So why did the NDP lead in the polls evaporate?
Sure, the $17 million in taxpayers’ money spent promoting the Liberals was a factor, as were the negative ads.
From far away, I’d offer four more basic reasons.
Christy Clark and the Liberals ran a tidy campaign with a simple message. The Liberals, they said, would manage the economy better and protect jobs. They gave people something to vote for, in a vague and not particularly credible way.
They also ran gave people reasons not to vote for the NDP, arguing Adrian Dix was at best an unknown quantity and the party platform unclear. (And talking a lot of rubbish about the NDP as well.)
Adrian Dix and the New Democrats did not give people something to vote for. There was a platform, of course, and excellent positions on some issues, like banning corporate and union donations. But by the end of the campaign, the main message seemed to be that the New Democrats would be careful. That’s a laudable quality. But it’s not a substitute for a vision of what B.C. would be like in four years, or 10 years.
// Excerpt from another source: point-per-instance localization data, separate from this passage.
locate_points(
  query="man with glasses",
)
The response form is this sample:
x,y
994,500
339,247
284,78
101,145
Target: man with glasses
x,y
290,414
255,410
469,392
And the New Democrats failed to give people reasons not to vote for the Liberals. It’s welcome that the party pledged to avoid the kind of slimy attack ads that too often pollute politics. (Like the ones the Liberals used against Dix and Cummins.)
But it would have been completely legitimate to suggest that voters should be suspicious of the Liberal campaign, citing the example of the HST and the 2009 pre-election budget that turned out to be fiction. It would be just as legitimate to talk about the Basi-Virk payment, or growing secrecy, or attempts to limit the role of independent watchdogs like the auditor general and the representative for children and youth, or cronyism. Or the current budget, which falls somewhere between dubious and bogus.
Of course, everything is clear after the fact. And, as it said on a coffee mug a reporter gave me in my days as an editor, ‘Everything is easy for the man who doesn’t have to do it himself.’